The webs 201 , 202 are magnetized in the radial direction (with respect to the axis of rotation 203 of the driven wheel 200 ). In the example shown, the north poles of the webs 202 thus point radially outwards, as do the south poles of the webs 201 . The webs 201 , 202 are glued to the body 206 of the driven wheel 200 , which consists of a ferromagnetic FeNi alloy and, like the drive wheel 100, has a relative permeability number µ _r of 3000.

In general, it is advantageous if the body 106 of the drive wheel 100 and / or the body 206 of the driven wheel 200 are made of a material whose relative permeability number μ _{r is} at least 10, advantageously 1000 or greater. These comparatively high relative permeability numbers significantly increase the magnetic field.

In Fig. 1b in a plan view of the drive wheel 100 is shown relative to the output gear 200 in a proper operating position. In operation, the axis of rotation 103 of the drive wheel 100 and the axis of rotation 203 of the driven wheel 200 are stationary. The web 101 , which corresponds to the second thread, has the outer diameter D101, and the web 102 of the first thread has the outer diameter D102. The outer diameter D101 is larger than the outer diameter D102 of the web 102 . The permanent magnetic bodies of the webs 101 and 102 , like the bodies of the webs 201 and 202, can advantageously be identical in their dimensions. The different web heights then result from the thickness of the coating 104 , 205 made of PTFE.

If the drive wheel 100 is now set in motion, the north pole of the web 101 virtually "catches" the south pole of the web 201 of the driven wheel 200 as soon as there is a sufficiently small air gap S1 or the distance between the webs 101 , 201 of the drive wheel 100 and the Output gear 200 sets. A power transmission from the drive wheel 100 to the driven wheel 200 is thereby achieved. The fact that the bodies 106 , 206 of the drive wheel 100 and the driven wheel 200 consist of a NiFe alloy, which has a relative permeability number µ _r of approximately 3000, increases or increases the magnetic field and thus the transmissible force.

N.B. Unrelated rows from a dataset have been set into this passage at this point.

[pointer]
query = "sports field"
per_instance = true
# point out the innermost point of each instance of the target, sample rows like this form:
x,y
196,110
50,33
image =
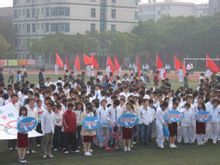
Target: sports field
x,y
141,155
146,155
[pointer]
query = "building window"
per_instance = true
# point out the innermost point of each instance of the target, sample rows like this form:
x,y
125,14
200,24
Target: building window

The mutual magnetic attraction of the webs 101 , 201 results in a small air gap S1, so that a rotational movement of the drive wheel 100 causes a rotational movement of the driven wheel 200 . Due to the geometry of the helix lines, the area of the power transmission continues to move in the axial direction during the rotary movement. Before the progress of the rotary movement of the air gap S1 between the webs 101 and 201 increases again, that is, the operative connection is released again, the webs 102 and 202 are already in contactless magnetic "engagement", which is achieved by the fact that the south pole of the Bridge 102 with a small air gap S2 faces the north pole of the bridge 202 . In normal operation, when the torque that occurs is comparatively low, it is ensured that at least one web 101 , 102 of the drive wheel 100 is in magnetic interaction with a web 201 , 202 of the driven wheel, so that a force can be transmitted. The distance X between the axes of rotation 103 of the drive wheel 100 and 203 of the driven wheel 200 results from the following relationship:


where S1 is the air gap between the web 101 , with the outer diameter D101 and the web 201 , with the outer diameter D201, and S2 is the air gap between the web 102 , with the outer diameter D102 and the web 202 , with the outer diameter D202.

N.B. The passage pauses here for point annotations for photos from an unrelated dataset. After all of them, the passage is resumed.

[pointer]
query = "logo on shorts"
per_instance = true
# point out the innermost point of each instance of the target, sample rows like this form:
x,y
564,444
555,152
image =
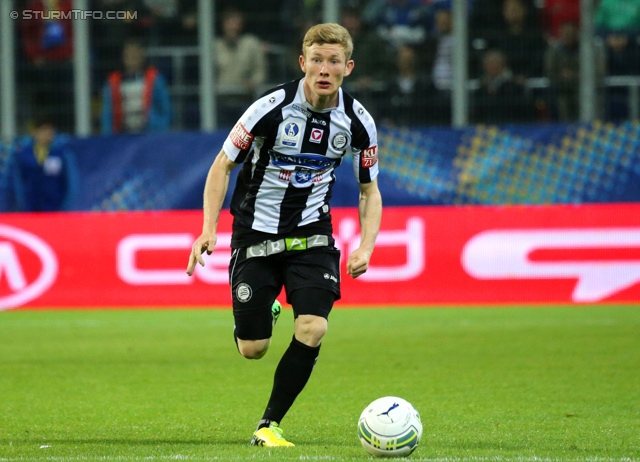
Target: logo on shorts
x,y
329,276
243,292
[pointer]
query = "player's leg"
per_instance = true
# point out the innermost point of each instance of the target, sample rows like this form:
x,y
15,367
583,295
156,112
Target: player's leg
x,y
312,287
254,285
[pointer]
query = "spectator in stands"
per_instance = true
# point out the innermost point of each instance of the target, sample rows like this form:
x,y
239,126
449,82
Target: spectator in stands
x,y
408,94
241,67
108,37
490,28
400,22
368,80
439,57
135,99
500,98
562,68
522,41
47,43
165,22
44,170
557,12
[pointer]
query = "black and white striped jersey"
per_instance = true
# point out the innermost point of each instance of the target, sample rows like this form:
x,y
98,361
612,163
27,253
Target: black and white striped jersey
x,y
289,151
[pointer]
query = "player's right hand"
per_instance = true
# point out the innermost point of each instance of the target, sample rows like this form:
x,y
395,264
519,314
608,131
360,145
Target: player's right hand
x,y
205,243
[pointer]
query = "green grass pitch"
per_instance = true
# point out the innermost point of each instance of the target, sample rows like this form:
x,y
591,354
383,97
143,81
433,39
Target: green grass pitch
x,y
491,384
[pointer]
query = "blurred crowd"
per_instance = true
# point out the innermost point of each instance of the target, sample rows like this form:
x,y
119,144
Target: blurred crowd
x,y
403,54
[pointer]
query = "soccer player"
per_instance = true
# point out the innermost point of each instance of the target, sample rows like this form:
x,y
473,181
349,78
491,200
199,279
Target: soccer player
x,y
289,142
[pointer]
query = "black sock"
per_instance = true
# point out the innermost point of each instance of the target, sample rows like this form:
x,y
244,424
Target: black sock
x,y
235,338
290,378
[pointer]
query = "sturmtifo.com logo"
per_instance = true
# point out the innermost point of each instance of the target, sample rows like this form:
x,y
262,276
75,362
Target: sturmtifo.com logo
x,y
58,15
22,285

The reduction ratio of the transmission - the driven gear 200 rotates slower in operation than the drive gear 100 - depends on the ratio of the number of threads.

The axis of rotation 103 of the drive wheel 100 and the axis of rotation 203 of the driven wheel 200 are aligned parallel in space in the example shown. Accordingly, the axis of rotation 203 of the driven wheel 200 is perpendicular to an imaginary plane Y, which is spanned orthogonally to the axis of rotation 103 of the drive wheel 100 . The axis of rotation 203 thus penetrates the plane Y. The associated inclination or penetration angle γ of the axis of rotation 203 through this plane Y is therefore 90 ° (cf. also FIG. 2c). For the function of the transmission, in particular for the arrangement of the axes of the subsequent transmission stages (see FIG. 3), it is advantageous if the axes of rotation 103 , 203 are largely parallel, because this allows the axes of all gearwheels to be aligned parallel to the axis of rotation 103 , so that no bevel gear stage or the like has to be used. In principle, it has been shown that the angle γ should preferably be more than 45 ° and advantageously angles greater than 60 ° should be chosen.

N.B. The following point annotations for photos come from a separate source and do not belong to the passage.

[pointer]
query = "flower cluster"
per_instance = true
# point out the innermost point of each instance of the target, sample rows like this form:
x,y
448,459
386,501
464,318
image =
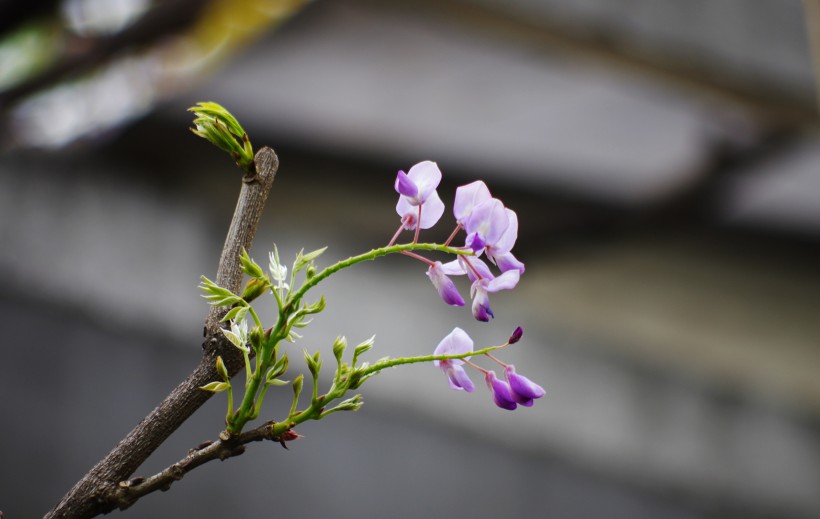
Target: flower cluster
x,y
490,227
491,230
509,393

The required torque can be transmitted by the transmission according to the invention without any contact. To protect against any asynchronous, i.e. slip-prone, operating states, however, the webs 202 of the driven wheel 200 (according to FIG. 1c) can interact mechanically with the web 101 of the drive wheel 100 such that a torque can be transmitted by contact, that is to say that the web 101 the output gear 200 can drive forward touching. The need for this operating behavior can occur in particular when torque peaks occur at high rotational accelerations, but also in the presence of an interference magnetic field or in the event of vibrations.

In the event that the transmission operates in the emergency operation described above, that is to say that the webs 101 and 202 touch in regions, the coating 104 , 205 made of the low-friction material PTFE is applied. This ensures that the surfaces of the webs 101 and 202 can slide on one another without any problems, and that the transmission is not blocked. In addition, the coating 104 , 205 made of PTFE significantly reduces wear. Because the webs 101 and 202 are magnetized in such a way that their north poles face each other, the repulsive force further minimizes the contact pressure and thus the wear.

As an alternative to PTFE, for example polyamide, a brass or bronze material can also be used. The coating 104 , 205 can, however, also be designed in such a way that the wear is significantly reduced due to the great hardness of the surface of the webs 101 and 202 . Corresponding hard material layers can advantageously be applied to the webs 101 and 202 for this purpose. Particularly good wear protection is obtained if the hardness of the surface exceeds 200 HV 50, in particular greater than 300 HV 50. The Vickers method according to DIN EN ISO 6507-1 was used for the hardness test.

In this context, it is particularly advantageous if the material of the coating 104 , 205 simultaneously increases the magnetic effect. For this purpose, layers can be applied which contain the elements iron, chromium, cobalt and molybdenum. For example, corresponding ferromagnetic, in particular hard magnetic, sheets can be glued to the webs, which brings about field bundling, so that the power yield of the transmission is further increased.

The idea of the invention is not limited to webs 101 , 102 , 201 , 202 as a force transmission means. Rather, for example, a magnetic track that does not protrude from the outer surface of the drive wheel 100 and / or the driven wheel 200 can also be used. In particular, such magnetic tracks can be used in place of the lower ridges 102 and 201 of the example described above.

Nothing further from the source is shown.